Interestingly, when I later interviewed Dr. Dean Radin from the Institute of Noetic Sciences in Northern California, he emphasised that linear time as we understand it simply does not exist. Time can bend and warp and fold in on itself. He and other research scientists have conducted experiments which have proven that people can react to stimuli that occur in the future.
How did I feel when this lady told me that she’d come forward into the future to meet me? That she was my Guardian Angel? All I can tell you is that it shook me up. Big time. And it still shakes me up, when I think about it.
Do I believe her?
Yes I do.
And the reason I say this is because of her face. Her face was pure radiant love. Without any agenda or subtext or any hint of wanting something from me. It was a completely open honest transparent face, full of compassion. If an angel was going to present in the here-and-now, then it would probably have a face like hers.
Okay – let’s move on from the angel. Or the desperate homeless person in the baggy jeans with psychotic narcissistic tendencies – whichever way you wish to look at it.
Then there was the meeting with Mr. Trammell Crow, one of the most reclusive and elusive billionaires in Dallas. A true eccentric.
How did I get to have a three hour meeting in his private home on a Sunday night – my last night in Dallas – when two days earlier I didn’t even know who he was?
That was weird.
Then there were the light tracks above my head in my hotel room, which appeared at 4:44am after I said the mantra: The path to my fixed purpose is laid with iron rails, whereon my soul is grooved to run.
That too was weird.

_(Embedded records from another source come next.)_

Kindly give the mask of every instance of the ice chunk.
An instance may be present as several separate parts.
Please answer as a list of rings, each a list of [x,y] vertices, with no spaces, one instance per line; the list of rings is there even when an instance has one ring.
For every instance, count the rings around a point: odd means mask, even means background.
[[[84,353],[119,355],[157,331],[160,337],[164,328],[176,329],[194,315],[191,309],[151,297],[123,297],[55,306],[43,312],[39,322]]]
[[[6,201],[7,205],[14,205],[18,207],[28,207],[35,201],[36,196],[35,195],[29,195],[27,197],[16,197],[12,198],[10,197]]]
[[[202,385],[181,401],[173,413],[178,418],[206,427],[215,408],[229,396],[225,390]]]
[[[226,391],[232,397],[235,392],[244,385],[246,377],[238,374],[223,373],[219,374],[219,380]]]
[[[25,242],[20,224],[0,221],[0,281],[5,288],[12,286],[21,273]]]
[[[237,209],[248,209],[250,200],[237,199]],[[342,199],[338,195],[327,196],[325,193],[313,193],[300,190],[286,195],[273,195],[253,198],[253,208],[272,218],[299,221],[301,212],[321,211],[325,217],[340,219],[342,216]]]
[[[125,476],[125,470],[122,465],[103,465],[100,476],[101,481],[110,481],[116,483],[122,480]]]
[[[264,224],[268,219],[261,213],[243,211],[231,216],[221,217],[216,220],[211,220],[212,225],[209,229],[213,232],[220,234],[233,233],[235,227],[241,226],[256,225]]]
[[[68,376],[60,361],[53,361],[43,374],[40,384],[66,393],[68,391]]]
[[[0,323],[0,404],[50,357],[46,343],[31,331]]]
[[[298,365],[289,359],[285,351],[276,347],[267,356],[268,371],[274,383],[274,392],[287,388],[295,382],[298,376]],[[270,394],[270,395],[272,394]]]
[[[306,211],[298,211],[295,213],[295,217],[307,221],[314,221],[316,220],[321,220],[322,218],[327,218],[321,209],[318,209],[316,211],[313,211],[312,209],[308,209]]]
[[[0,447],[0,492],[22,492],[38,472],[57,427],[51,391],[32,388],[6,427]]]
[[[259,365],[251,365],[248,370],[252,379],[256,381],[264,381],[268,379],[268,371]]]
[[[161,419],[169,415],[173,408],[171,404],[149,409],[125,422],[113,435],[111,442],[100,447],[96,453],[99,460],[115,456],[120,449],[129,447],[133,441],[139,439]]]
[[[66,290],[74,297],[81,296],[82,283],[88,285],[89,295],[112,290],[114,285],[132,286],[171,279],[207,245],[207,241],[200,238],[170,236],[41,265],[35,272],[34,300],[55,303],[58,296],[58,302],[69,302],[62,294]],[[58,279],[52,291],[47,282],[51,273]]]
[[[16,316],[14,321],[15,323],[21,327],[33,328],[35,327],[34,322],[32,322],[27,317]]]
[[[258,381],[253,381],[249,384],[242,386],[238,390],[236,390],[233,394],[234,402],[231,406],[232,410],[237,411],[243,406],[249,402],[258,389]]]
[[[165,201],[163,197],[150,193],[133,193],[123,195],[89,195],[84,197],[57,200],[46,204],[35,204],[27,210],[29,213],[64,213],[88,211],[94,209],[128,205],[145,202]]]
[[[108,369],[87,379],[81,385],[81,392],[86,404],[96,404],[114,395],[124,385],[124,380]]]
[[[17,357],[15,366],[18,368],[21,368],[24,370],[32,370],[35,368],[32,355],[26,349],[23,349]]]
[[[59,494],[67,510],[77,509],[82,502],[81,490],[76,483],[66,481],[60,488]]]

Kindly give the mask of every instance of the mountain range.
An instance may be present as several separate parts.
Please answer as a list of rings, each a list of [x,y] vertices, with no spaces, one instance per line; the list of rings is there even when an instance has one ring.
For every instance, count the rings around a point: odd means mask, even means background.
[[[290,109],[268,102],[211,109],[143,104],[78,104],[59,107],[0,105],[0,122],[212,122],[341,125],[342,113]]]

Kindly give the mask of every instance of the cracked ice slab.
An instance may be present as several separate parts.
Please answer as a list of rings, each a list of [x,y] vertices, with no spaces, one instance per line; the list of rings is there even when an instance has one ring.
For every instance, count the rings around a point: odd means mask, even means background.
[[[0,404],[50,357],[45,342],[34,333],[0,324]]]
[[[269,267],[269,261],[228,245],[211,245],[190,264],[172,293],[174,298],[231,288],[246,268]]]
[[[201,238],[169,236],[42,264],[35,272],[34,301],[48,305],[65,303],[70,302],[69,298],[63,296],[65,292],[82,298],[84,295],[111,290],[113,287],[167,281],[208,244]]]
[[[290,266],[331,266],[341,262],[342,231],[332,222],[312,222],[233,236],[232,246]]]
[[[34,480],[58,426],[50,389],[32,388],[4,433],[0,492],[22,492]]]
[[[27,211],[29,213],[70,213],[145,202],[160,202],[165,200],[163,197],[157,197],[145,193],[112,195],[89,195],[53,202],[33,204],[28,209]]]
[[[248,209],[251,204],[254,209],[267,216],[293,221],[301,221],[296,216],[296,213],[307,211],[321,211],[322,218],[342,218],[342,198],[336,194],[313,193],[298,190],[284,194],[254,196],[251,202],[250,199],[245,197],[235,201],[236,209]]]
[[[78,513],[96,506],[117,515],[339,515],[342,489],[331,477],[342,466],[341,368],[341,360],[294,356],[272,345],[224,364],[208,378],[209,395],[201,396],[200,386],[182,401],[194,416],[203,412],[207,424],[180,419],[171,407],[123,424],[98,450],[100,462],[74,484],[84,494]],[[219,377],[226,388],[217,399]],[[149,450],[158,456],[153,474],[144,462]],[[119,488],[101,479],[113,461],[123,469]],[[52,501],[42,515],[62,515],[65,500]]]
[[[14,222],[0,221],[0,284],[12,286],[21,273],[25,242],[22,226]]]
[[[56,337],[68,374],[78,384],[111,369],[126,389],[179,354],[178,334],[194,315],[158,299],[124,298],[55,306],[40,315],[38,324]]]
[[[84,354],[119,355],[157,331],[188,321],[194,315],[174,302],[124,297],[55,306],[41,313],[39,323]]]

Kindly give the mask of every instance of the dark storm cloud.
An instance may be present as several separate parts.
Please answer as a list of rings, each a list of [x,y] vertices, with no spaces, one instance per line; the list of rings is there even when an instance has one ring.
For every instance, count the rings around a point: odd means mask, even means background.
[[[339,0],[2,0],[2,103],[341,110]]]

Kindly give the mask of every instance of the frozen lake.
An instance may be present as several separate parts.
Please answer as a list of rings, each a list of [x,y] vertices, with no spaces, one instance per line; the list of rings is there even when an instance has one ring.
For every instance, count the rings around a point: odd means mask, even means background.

Again, seriously weird.
The whole trip was strange.
I felt different in Dallas. Dr. Bhatt talked about the “cosmic rays,” and I’m not sure if it was imagined, but I felt lighter, more energised, more awake.
Awake to moments, to possibilities, to wonderful whacky strangeness.
If it weren’t for Christmas, I would have stayed, because good things were beginning to happen. Dr. Bhatt said I should stay a further 30 days if good things began to happen, and really I should have stayed. But Jennifer and I wanted to come back home and celebrate Christmas with our family.
I had a dream last night – I woke up at 4:24am with my only recollection of the dream being that I’d been walking in amongst the high rise skyscrapers of Dallas, all shiny and reflective from the bright cosmic rays. And the overwhelming feeling I had from the dream was that everything was unfolding as it should, and that everything was alright.
Good things are now in train, as a result of Dallas.